UPS and TNT fail to deliver £4.3bn tie-up
SHARES in delivery firm TNT Express slumped more than 40 per cent yesterday after its long-awaited €5.2bn (£4.3bn) takeover by United Parcel Service (UPS) collapsed under regulatory pressure.
Despite efforts to appease the European Commission with offers to amend the deal, the firms were told on Friday that the EC intended to prohibit the purchase.
UPS said in a statement it will pay a €200m break fee to withdraw its offer, ending almost a year of discussions between the firms.
The European Commission said its formal decision is not due until 5 February. The body has prohibited around 20 deals on competition grounds in as many years.
The regulatory roadblock leaves Amsterdam-listed TNT without a permanent chief executive or long-term strategy as a standalone company.
FedEx, which had complained to the European Commission about the proposed deal, is not thought to be preparing a bid for TNT, while analysts said an offer from larger rival Deutsche Post was unlikely to gain competition clearance.
Shares in PostNL, TNT’s biggest shareholder which had been counting on using proceeds from the deal to pay investors a dividend, plunged a third on the news.
Hedge funds were left nursing losses of more han $700m after the collapse of TNT’s shares.
Merger arbitrage funds are estimated to have owned around 30 per cent of TNT shares before yesterday’s announcement, a source told Reuters.
ADVISERS UPS PURCHASE OF TNT
FIONA CARLIN & GAVIN BUSHELL
BAKER & MCKENZIE
AFTER almost a year of talks about the finances of the £4.3bn postal purchase, the deal was finally felled by legal tangles.
Antitrust lawyers from Freshfields acting for UPS and Allen & Overy partner Paul Glazener for TNT Express learned last week that the European Commission planned to exercise its right to prohibit the deal.
FedEx, which successfully lobbied on competition grounds to the EC, hired Baker & McKenzie as its legal advisers.

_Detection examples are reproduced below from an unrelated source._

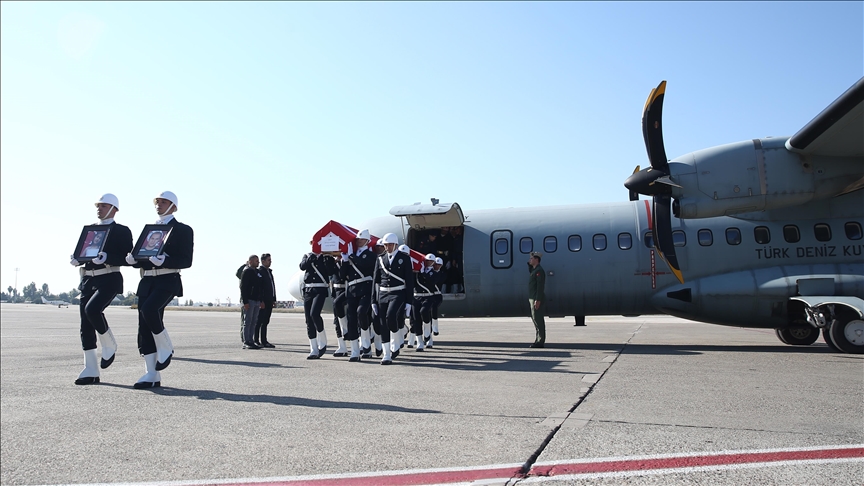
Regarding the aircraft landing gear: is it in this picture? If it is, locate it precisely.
[826,313,864,354]
[774,326,819,346]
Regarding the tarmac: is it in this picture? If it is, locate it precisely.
[0,304,864,485]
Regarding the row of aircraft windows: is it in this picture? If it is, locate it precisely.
[495,221,864,255]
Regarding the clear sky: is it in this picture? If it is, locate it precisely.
[0,1,864,302]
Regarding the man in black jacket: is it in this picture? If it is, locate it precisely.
[72,194,132,385]
[126,191,194,389]
[255,253,276,348]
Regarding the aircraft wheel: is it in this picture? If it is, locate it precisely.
[774,326,819,346]
[828,318,864,354]
[822,327,840,353]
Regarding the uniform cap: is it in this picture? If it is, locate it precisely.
[153,191,180,209]
[96,193,120,209]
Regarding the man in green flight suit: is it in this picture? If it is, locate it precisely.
[528,251,546,348]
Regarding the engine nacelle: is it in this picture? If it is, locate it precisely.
[669,137,864,219]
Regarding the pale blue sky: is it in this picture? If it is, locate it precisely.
[0,2,864,302]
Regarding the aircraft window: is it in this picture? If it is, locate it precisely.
[618,233,633,250]
[783,224,801,243]
[846,222,862,240]
[753,226,771,245]
[594,233,606,251]
[726,228,741,245]
[642,231,654,248]
[495,238,510,255]
[813,223,831,241]
[567,235,582,251]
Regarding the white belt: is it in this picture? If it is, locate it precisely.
[141,268,180,277]
[78,266,120,277]
[348,277,372,287]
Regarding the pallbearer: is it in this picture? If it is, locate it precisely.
[300,249,338,359]
[126,191,194,389]
[71,194,132,385]
[372,233,414,365]
[341,230,375,361]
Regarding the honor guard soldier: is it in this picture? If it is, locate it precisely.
[340,230,376,361]
[330,261,348,358]
[300,252,338,359]
[126,191,194,389]
[372,233,414,365]
[71,194,133,385]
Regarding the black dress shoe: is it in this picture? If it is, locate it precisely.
[75,376,99,385]
[132,381,162,390]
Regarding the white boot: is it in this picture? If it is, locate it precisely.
[348,339,360,362]
[134,353,162,390]
[75,350,99,385]
[306,338,321,359]
[318,331,327,355]
[153,328,174,371]
[96,328,117,370]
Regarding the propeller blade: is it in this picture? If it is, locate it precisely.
[642,81,669,175]
[651,195,684,283]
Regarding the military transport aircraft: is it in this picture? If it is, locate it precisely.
[291,78,864,354]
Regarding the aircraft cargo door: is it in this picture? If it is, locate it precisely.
[490,230,513,269]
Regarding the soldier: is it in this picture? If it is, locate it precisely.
[372,233,414,365]
[300,252,339,359]
[71,194,133,385]
[340,230,375,362]
[126,191,194,389]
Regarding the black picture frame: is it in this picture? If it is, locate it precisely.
[72,224,111,263]
[132,224,174,260]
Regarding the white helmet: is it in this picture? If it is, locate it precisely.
[96,193,120,210]
[153,191,180,209]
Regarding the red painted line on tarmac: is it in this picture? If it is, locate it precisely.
[529,447,864,476]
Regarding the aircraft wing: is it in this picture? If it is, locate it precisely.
[786,77,864,157]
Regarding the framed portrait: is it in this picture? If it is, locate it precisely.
[72,224,111,263]
[132,224,174,260]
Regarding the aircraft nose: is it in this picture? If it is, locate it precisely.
[288,270,304,302]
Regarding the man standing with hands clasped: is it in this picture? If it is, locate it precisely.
[528,251,546,348]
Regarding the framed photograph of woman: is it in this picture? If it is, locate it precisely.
[132,224,173,260]
[72,224,111,263]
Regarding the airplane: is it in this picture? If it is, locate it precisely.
[42,297,69,309]
[289,78,864,354]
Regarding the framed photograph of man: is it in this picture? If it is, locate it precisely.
[132,224,173,260]
[72,224,111,263]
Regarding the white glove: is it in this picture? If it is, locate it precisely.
[90,251,108,265]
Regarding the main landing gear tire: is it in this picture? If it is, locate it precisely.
[774,326,819,346]
[828,316,864,354]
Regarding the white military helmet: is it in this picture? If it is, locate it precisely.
[153,191,180,209]
[96,193,120,210]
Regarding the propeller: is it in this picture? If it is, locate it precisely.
[624,81,684,283]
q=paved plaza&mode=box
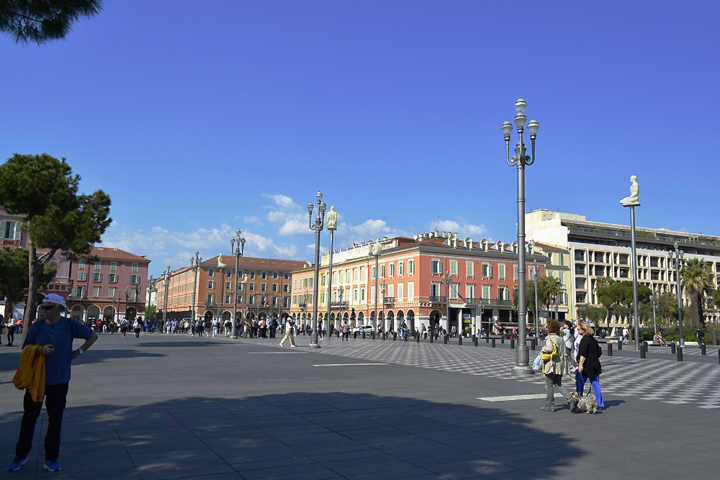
[0,334,720,480]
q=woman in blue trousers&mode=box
[575,323,605,408]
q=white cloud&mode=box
[101,222,297,273]
[430,220,487,236]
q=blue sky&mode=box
[0,0,720,274]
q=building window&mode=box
[430,260,442,275]
[482,263,492,278]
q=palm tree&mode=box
[680,258,713,328]
[538,277,563,317]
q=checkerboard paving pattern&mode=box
[238,336,720,409]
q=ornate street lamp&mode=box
[670,242,685,362]
[620,175,640,351]
[370,238,382,332]
[502,98,540,375]
[230,230,245,338]
[190,250,200,323]
[308,192,325,348]
[325,207,337,341]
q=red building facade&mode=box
[291,232,548,334]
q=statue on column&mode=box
[328,207,337,230]
[620,175,640,207]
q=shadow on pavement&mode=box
[0,349,165,378]
[0,393,587,480]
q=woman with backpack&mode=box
[540,319,570,412]
[575,323,605,409]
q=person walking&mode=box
[540,319,570,412]
[575,323,605,408]
[280,317,295,348]
[8,293,97,472]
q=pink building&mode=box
[55,247,150,322]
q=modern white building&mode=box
[525,210,720,323]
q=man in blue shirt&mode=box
[8,293,97,472]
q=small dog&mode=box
[570,392,598,414]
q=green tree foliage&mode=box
[0,247,56,312]
[0,0,102,44]
[680,258,713,328]
[0,154,112,340]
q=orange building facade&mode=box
[153,255,306,321]
[290,232,548,334]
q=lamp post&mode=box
[325,207,337,341]
[502,98,540,375]
[670,242,685,350]
[308,192,325,348]
[163,265,170,328]
[190,250,200,323]
[650,285,658,340]
[230,230,245,338]
[370,238,382,331]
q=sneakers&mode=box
[8,456,30,472]
[43,460,62,472]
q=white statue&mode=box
[328,207,337,230]
[620,175,640,207]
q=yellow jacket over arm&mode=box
[13,345,45,402]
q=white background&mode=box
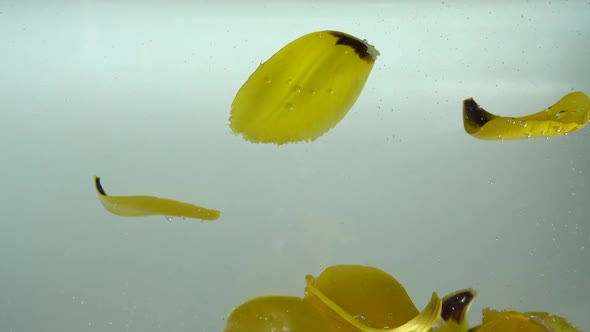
[0,1,590,332]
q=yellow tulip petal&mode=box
[229,31,379,144]
[94,176,219,220]
[463,92,590,140]
[223,296,340,332]
[305,265,441,332]
[473,308,581,332]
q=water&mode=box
[0,1,590,332]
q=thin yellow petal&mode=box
[94,176,219,220]
[463,92,590,140]
[229,31,379,144]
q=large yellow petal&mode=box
[94,176,219,220]
[229,31,379,144]
[463,92,590,140]
[224,265,441,332]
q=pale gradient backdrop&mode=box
[0,1,590,332]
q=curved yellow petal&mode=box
[305,265,441,332]
[472,308,581,332]
[229,31,379,144]
[223,296,340,332]
[433,288,477,332]
[463,91,590,140]
[94,176,219,220]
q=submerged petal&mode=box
[463,91,590,140]
[305,265,441,332]
[434,288,477,332]
[229,31,379,145]
[472,308,581,332]
[94,176,219,220]
[223,296,346,332]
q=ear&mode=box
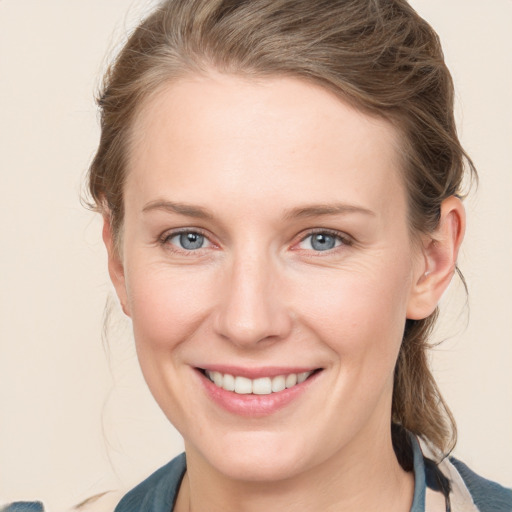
[103,214,130,316]
[407,196,466,320]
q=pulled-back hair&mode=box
[89,0,476,453]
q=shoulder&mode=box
[411,436,512,512]
[447,457,512,512]
[115,453,186,512]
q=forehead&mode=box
[127,73,403,214]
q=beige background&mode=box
[0,0,512,511]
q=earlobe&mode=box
[407,196,466,320]
[102,214,130,316]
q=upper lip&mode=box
[197,364,321,379]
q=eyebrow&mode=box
[142,200,213,219]
[284,203,376,219]
[142,200,375,220]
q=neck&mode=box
[175,429,414,512]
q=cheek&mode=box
[127,265,218,352]
[303,262,410,368]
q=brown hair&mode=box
[89,0,476,451]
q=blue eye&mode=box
[167,231,210,251]
[300,232,343,251]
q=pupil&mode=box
[311,233,335,251]
[180,233,204,250]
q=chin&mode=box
[191,432,307,482]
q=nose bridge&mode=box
[216,247,291,346]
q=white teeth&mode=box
[212,372,222,388]
[222,373,235,391]
[235,377,252,395]
[252,377,272,395]
[205,370,313,395]
[272,375,286,393]
[285,373,297,388]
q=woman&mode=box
[85,0,512,512]
[4,0,512,512]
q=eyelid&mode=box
[158,227,216,255]
[292,228,354,254]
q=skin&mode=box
[104,72,464,511]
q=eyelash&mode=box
[158,228,353,256]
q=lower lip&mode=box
[196,370,321,417]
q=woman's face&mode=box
[111,73,422,480]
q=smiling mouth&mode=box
[201,368,321,395]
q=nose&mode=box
[214,254,292,348]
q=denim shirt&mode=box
[0,435,512,512]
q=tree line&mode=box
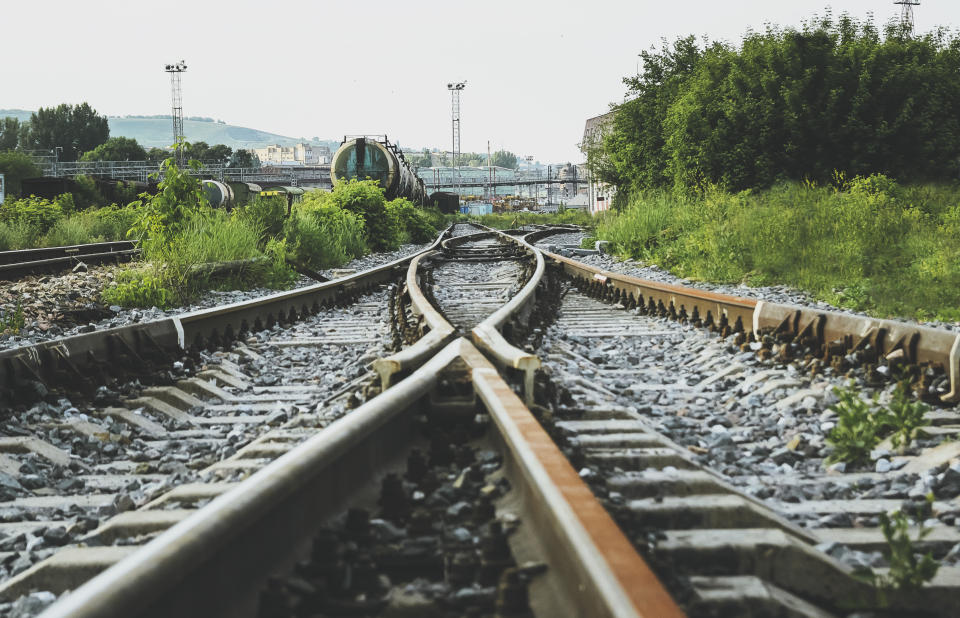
[585,14,960,194]
[0,103,259,167]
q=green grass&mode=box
[0,198,136,251]
[596,176,960,321]
[470,210,595,230]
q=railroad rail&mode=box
[0,240,140,281]
[0,221,960,616]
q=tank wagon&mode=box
[330,135,427,206]
[430,191,460,215]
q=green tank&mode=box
[330,137,426,205]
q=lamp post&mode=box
[447,81,467,196]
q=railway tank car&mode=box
[330,136,427,206]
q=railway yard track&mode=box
[0,224,960,617]
[0,240,140,281]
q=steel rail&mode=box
[42,338,683,618]
[470,226,546,405]
[524,229,960,403]
[0,240,140,281]
[461,341,684,618]
[43,342,459,618]
[373,251,456,390]
[0,231,448,400]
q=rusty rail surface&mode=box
[0,231,448,402]
[0,240,140,281]
[524,229,960,403]
[37,338,682,618]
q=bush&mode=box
[596,175,960,320]
[234,195,287,245]
[827,387,881,465]
[324,180,400,251]
[386,198,439,247]
[283,200,367,269]
[100,269,174,309]
[0,195,63,236]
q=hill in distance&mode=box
[0,109,340,152]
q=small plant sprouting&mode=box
[827,380,930,464]
[827,383,881,464]
[0,301,27,335]
[884,380,930,448]
[860,494,940,606]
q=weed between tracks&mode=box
[827,381,930,464]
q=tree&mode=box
[80,137,147,161]
[20,103,110,161]
[227,148,260,168]
[146,148,173,164]
[490,150,517,170]
[207,144,233,163]
[0,117,21,151]
[0,152,40,196]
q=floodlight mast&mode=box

The team was led by Fiona Carlin, head of the firm’s European and competition law practice in Brussels, and Gavin Bushell, a partner in the same practice (both pictured left).
The collapse of the tie-up between “Taurus” and “Utah” (the codenames given to the firms in the deal’s early stages) has cost the financial advisers an estimated $55m (£34.2m) in fees. UPS’s financial advisers Morgan Stanley, Bank of America and UBS would have shared around $25m to $30m, according to Freeman Consulting. TNT’s bankers, Goldman Sachs and Lazard, along with Deutsche Bank, which helped the Dutch group’s largest shareholder PostNL, would have split the remaining $20m to $25m, the data consultant estimated yesterday.